Adds python script for incremental partition insertion. #76

prashastia · 2023-12-23T20:49:49Z

insert_dynamic_partitions.py A python script to insert partitions incrementally into the partitioned table. Used by the e2e unbounded source testing script.

/gcbrun

This module is similar to the BigQueryExample. A few changes to count the number of records and log them.

This test reads a simpleTable. Shell script and python script to check the number of records read.

comments CODECOV_TOKEN usage.

…bounded and unbounded source.

…ble with complex schema.

…ds to different tables required for the e2e tests.

jayehwhyehentee · 2024-01-02T10:51:56Z

cloudbuild/python-scripts/insert_dynamic_partitions.py

+    parser.add_argument(
+        '--refresh_interval',
+        dest='refresh_interval',
+        help='.',


Please add a proper description.

jayehwhyehentee · 2024-01-02T10:55:45Z

cloudbuild/python-scripts/insert_dynamic_partitions.py

+        '--now_timestamp',
+        dest='now_timestamp',


Not a great name. Something like execution_timestamp makes more sense. Btw, why do we need this argument?

Fixed the name. We need this argument to make sure we insert the partitions for the current date. If we provide a fixed date, then they will not be read (as partitions have been marked as closed) .

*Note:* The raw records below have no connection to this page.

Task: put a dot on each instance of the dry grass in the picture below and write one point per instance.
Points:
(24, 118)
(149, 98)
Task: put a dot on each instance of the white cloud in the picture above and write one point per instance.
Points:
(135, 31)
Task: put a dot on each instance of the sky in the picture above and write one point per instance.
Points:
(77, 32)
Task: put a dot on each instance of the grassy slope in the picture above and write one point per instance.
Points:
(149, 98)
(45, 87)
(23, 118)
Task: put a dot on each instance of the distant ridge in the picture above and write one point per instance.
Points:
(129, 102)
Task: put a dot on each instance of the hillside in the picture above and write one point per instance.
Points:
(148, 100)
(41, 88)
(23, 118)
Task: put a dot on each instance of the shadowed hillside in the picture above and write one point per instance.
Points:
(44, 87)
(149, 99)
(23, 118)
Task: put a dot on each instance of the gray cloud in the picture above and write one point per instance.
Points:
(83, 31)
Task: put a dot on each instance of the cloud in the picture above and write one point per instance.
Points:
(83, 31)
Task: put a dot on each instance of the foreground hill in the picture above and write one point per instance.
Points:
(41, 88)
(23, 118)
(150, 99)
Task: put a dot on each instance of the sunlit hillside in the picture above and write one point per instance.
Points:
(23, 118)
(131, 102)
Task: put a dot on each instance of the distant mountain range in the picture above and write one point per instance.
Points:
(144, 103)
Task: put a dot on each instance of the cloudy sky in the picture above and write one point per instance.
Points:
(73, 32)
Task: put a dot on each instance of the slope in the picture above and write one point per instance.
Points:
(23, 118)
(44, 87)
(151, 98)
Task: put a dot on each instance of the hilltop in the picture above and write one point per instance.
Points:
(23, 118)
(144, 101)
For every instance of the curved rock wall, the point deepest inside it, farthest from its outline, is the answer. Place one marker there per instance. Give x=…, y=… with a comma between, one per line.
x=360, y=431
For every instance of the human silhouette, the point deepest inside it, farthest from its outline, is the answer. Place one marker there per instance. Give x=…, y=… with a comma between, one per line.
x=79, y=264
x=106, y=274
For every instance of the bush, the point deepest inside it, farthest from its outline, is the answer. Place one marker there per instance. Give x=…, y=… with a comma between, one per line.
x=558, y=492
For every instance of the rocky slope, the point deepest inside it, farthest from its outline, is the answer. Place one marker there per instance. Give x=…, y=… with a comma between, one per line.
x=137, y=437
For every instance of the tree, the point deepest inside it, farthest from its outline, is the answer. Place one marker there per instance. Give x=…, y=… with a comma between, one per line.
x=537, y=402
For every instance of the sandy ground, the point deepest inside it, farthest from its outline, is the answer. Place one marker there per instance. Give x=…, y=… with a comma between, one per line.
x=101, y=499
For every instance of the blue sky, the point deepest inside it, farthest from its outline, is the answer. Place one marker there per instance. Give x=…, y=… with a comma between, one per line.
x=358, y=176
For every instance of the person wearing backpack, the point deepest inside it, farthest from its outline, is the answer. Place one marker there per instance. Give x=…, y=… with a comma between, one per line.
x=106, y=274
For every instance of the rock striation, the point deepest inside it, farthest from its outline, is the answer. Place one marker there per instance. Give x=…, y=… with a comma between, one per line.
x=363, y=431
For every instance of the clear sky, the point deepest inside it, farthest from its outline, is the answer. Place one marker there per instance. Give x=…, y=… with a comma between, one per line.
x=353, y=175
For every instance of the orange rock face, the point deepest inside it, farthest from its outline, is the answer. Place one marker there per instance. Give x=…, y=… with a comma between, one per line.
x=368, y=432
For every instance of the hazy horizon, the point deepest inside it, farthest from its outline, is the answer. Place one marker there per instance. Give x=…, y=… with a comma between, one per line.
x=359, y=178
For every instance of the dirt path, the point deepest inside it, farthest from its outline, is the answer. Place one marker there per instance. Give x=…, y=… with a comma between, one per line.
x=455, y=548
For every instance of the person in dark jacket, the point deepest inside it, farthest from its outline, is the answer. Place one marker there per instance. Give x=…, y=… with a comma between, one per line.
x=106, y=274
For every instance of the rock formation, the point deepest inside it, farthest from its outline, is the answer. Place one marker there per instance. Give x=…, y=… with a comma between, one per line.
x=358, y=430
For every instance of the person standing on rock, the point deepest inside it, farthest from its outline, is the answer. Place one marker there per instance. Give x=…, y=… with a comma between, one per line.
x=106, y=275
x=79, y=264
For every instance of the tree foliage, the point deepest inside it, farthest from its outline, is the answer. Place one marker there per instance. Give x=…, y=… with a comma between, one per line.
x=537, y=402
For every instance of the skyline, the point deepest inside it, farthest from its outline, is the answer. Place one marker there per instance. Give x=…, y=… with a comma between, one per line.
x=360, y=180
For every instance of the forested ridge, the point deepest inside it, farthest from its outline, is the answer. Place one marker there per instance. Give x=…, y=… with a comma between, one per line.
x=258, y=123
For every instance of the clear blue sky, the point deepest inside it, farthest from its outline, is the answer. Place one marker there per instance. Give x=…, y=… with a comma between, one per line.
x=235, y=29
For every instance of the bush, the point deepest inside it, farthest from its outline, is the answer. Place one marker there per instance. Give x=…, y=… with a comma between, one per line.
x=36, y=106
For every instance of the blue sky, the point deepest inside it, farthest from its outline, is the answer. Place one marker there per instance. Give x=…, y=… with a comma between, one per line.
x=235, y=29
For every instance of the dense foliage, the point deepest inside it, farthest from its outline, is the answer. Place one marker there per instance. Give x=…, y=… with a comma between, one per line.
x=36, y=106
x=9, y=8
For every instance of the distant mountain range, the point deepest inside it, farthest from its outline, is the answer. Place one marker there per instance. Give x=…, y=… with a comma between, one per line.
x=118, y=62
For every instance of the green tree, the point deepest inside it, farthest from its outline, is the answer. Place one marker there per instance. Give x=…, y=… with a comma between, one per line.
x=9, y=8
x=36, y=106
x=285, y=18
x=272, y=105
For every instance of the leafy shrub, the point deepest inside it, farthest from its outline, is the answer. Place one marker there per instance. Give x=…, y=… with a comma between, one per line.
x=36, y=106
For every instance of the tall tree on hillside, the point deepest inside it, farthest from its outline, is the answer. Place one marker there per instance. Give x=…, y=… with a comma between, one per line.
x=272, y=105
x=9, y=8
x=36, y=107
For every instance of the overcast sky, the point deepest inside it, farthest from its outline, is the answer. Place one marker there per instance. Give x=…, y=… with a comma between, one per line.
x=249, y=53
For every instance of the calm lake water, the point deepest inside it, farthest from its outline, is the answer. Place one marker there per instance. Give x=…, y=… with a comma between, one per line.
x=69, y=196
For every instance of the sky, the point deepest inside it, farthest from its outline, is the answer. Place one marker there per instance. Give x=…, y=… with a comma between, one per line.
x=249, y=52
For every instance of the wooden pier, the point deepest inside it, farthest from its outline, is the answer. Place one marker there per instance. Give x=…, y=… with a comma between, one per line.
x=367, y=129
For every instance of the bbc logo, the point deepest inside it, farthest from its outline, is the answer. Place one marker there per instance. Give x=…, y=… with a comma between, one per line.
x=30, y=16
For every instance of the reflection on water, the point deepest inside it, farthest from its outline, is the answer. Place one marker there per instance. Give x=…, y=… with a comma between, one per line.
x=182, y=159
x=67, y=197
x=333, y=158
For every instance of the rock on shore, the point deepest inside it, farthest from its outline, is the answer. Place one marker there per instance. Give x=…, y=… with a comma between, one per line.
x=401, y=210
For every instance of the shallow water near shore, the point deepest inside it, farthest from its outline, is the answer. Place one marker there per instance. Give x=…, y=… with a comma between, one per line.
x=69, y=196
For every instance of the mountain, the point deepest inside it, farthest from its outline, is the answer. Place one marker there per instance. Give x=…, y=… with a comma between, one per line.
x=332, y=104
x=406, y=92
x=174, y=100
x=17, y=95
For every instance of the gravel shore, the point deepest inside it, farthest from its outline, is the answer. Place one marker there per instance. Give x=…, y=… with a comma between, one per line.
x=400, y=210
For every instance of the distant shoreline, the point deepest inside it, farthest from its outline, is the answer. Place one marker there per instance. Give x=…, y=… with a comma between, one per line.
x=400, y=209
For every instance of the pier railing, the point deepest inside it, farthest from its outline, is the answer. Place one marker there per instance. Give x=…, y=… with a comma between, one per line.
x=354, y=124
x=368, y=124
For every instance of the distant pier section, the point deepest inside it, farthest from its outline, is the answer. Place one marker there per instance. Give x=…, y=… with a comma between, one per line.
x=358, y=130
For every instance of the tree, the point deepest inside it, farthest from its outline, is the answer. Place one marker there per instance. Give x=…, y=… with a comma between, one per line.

Current date can be found during execution using python's time or date libraries. Why do we need to take that as input?

jayehwhyehentee · 2024-01-02T10:56:22Z

cloudbuild/python-scripts/insert_dynamic_partitions.py

+    now_timestamp = args.now_timestamp
+    now_timestamp = datetime.datetime.strptime(
+        now_timestamp, '%Y-%m-%d'
+    ).astimezone(datetime.timezone.utc)


Either use different variables, or replace with:

now_timestamp = datetime.datetime.strptime( args.now_timestamp, '%Y-%m-%d' ).astimezone(datetime.timezone.utc)

jayehwhyehentee · 2024-01-02T11:01:46Z

cloudbuild/python-scripts/insert_dynamic_partitions.py

+    simple_avro_schema_string = (
+        '{"namespace": "project.dataset","type": "record","name":'
+        ' "table","doc": "Avro Schema for project.dataset.table",'
+        + simple_avro_schema_fields_string
+        + '}'
+    )


Replace with:

simple_avro_schema_string = ( '{"namespace": "project.dataset","type": "record","name":' ' "table","doc": "Avro Schema for project.dataset.table",' f'{simple_avro_schema_fields_string}' '}' )

jayehwhyehentee · 2024-01-02T11:04:26Z

cloudbuild/python-scripts/insert_dynamic_partitions.py

+                avro_file_local_identifier = avro_file_local.replace(
+                    '.', '_' + str(thread_number) + '.'
+                )
+                x = threading.Thread(


Please use a proper name. x is not sufficient.

jayehwhyehentee · 2024-01-02T11:05:38Z

cloudbuild/python-scripts/insert_dynamic_partitions.py

+                thread.join()
+
+        time_elapsed = time.time() - start_time
+        prev_partitions_offset += number_of_partitions


Why is prev_partitions_offset being incremented multiple times in the same iteration?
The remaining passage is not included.